Las inmensas movilizaciones populares del momento presente en todo el continente (con sus enormes potenciales pero también con sus evidentes debilidades) indicarían que en los sectores asalariados del campo y la ciudad (el “proletariado moderno”) se encuentra dicho sujeto del cambio indispensable para acceder a la modernidad en todos sus sentidos.
Como no hay ejemplos inspiradores, queda tan solo la enorme creatividad de sus gentes (y sobre todo de sus intelectuales) para diseñar el programa que asegure (entre las más urgentes) medidas como la soberanía alimentaria, el impulso de la industria de bienes de producción, la reforma agraria integral, una recuperación del rol del Estado en la economía para garantizar el control público de importantes áreas de la producción y la distribución, y una revisión profunda de las relaciones con el mercado mundial (que incluya la necesaria integración regional).
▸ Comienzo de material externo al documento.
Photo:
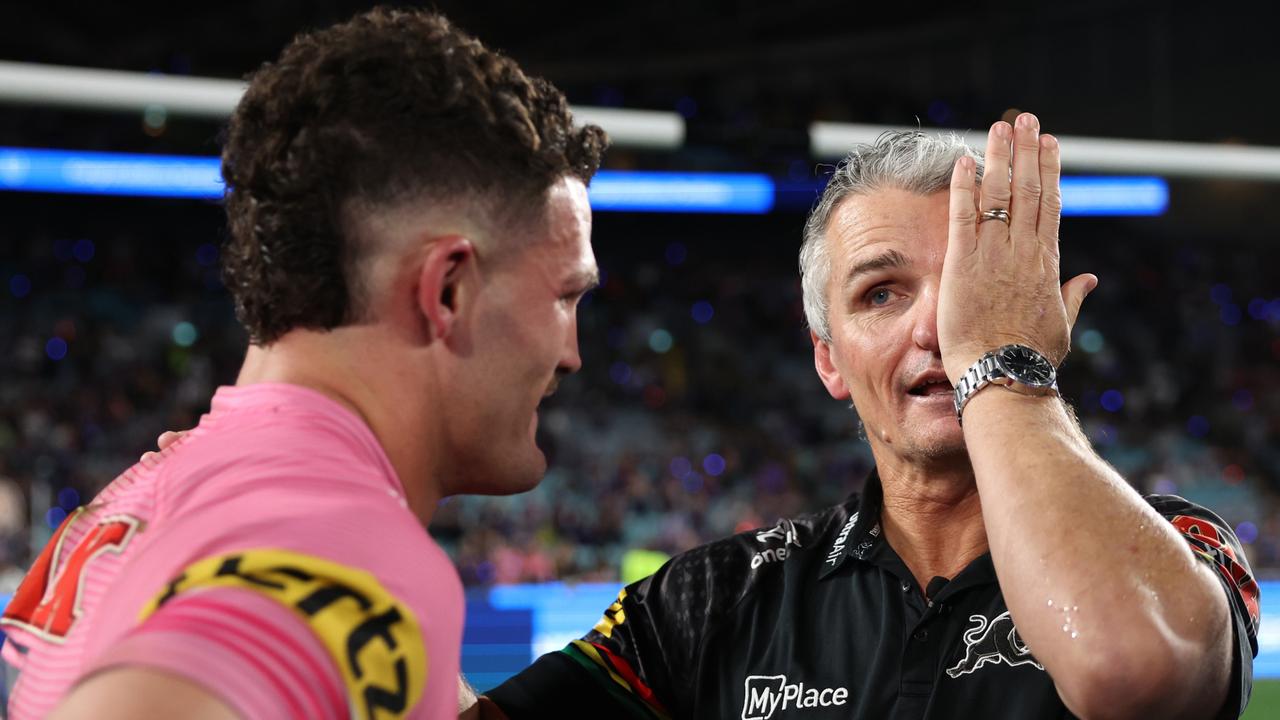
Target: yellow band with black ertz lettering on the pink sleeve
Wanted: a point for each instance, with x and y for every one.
(374, 640)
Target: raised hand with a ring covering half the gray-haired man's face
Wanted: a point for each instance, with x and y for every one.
(1000, 279)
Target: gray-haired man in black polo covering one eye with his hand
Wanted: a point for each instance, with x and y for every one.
(994, 566)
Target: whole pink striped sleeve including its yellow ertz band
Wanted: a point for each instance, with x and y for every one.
(278, 634)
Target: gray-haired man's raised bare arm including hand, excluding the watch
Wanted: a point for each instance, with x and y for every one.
(1107, 594)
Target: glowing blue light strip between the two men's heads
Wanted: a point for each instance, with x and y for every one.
(634, 192)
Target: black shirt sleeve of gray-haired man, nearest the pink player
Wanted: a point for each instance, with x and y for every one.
(641, 660)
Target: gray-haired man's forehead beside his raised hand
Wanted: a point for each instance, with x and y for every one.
(888, 220)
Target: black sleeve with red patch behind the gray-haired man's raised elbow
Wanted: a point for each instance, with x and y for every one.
(1215, 544)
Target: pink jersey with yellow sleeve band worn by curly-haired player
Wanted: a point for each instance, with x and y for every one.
(268, 557)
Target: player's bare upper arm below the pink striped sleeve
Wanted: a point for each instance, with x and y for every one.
(127, 694)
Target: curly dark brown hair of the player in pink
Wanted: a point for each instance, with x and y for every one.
(391, 106)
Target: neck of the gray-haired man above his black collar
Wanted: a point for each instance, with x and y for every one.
(932, 518)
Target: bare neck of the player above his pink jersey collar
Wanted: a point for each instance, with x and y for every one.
(337, 364)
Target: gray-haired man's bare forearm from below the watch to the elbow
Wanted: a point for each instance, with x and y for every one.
(1104, 590)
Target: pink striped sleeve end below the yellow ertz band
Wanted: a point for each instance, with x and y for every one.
(250, 651)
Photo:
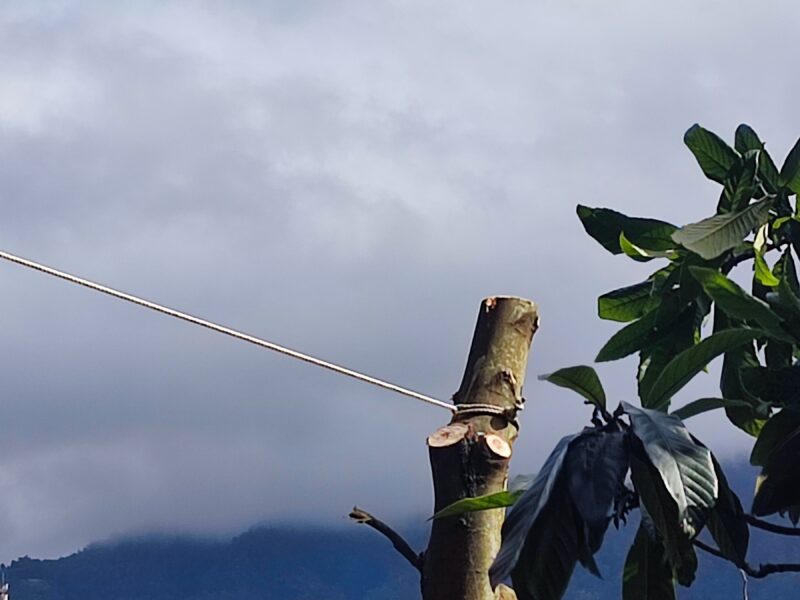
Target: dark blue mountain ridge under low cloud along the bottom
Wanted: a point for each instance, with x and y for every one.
(304, 563)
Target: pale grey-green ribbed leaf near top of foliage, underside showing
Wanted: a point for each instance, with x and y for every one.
(713, 236)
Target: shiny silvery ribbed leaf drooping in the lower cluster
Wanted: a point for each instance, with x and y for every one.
(685, 467)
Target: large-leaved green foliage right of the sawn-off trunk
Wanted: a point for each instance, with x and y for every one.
(677, 483)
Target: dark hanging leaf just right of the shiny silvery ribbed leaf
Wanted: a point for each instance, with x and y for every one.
(727, 523)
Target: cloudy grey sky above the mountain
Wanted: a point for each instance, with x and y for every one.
(350, 179)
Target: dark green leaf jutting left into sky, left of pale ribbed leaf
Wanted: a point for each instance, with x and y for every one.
(606, 225)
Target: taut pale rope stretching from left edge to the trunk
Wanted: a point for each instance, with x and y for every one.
(226, 330)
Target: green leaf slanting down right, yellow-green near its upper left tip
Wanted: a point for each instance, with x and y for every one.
(739, 304)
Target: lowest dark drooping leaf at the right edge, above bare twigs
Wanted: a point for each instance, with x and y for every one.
(778, 485)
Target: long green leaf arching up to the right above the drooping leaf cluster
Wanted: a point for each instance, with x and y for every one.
(680, 370)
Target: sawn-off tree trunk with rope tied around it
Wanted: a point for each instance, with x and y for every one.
(461, 549)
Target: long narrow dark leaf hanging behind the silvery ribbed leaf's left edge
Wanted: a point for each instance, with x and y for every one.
(660, 516)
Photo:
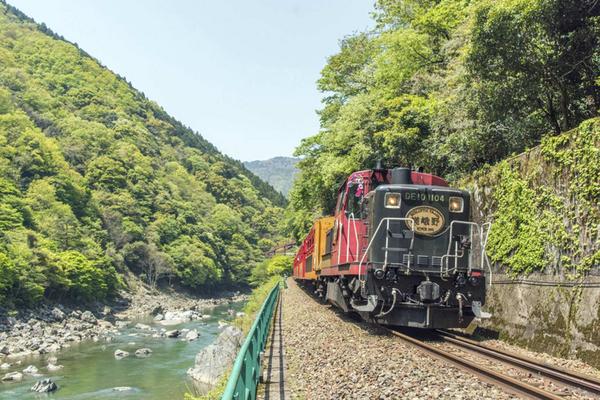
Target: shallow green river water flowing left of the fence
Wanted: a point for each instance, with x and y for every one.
(92, 372)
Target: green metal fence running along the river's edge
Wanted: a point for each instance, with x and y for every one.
(244, 376)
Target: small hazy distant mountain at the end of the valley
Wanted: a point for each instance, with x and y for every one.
(279, 172)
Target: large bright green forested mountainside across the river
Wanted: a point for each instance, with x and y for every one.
(96, 180)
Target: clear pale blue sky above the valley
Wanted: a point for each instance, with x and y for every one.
(242, 73)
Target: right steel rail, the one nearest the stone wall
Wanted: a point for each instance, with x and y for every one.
(580, 381)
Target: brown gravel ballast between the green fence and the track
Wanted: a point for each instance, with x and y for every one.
(331, 357)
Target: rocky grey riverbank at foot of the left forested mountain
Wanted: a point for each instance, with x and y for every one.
(51, 328)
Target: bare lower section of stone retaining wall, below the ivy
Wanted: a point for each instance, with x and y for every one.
(562, 321)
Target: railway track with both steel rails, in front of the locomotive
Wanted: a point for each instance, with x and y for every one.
(590, 387)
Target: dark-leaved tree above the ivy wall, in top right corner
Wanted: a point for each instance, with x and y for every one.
(543, 56)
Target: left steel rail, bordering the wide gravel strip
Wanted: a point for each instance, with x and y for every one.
(512, 385)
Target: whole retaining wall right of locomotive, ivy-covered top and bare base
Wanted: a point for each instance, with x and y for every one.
(544, 206)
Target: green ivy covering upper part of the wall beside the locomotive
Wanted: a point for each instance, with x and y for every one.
(545, 205)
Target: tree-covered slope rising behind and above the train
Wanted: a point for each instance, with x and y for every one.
(449, 85)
Si la clase dominante tradicional ha sido incapaz de instalar estas sociedades en la modernidad y, por el contrario, consigue enormes beneficios con la forma actual del orden social y con los vínculos existentes con el mercado mundial, otros deben ser los agentes que lleven a cabo la revolución necesaria.
Seguramente esto ocurrirá con grandes sacrificios y afectará a la clase dominante tradicional y a sus sectores afines. Ello sin olvidar que generar nuevas relaciones con el mercado mundial va producirse con problemas. Sin embargo, el modelo actual ya supone pobreza, atraso y limitaciones muy importantes en el ejercicio de la soberanía nacional, de forma que cualquier sacrificio que sea necesario vale la pena.
Ya no es hora de confiar en los sectores modernizantes de la clase que ha dominado siempre (la llamada “burguesía nacional”); a vanguardia del cambio social se encuentra en el movimiento social contestatario.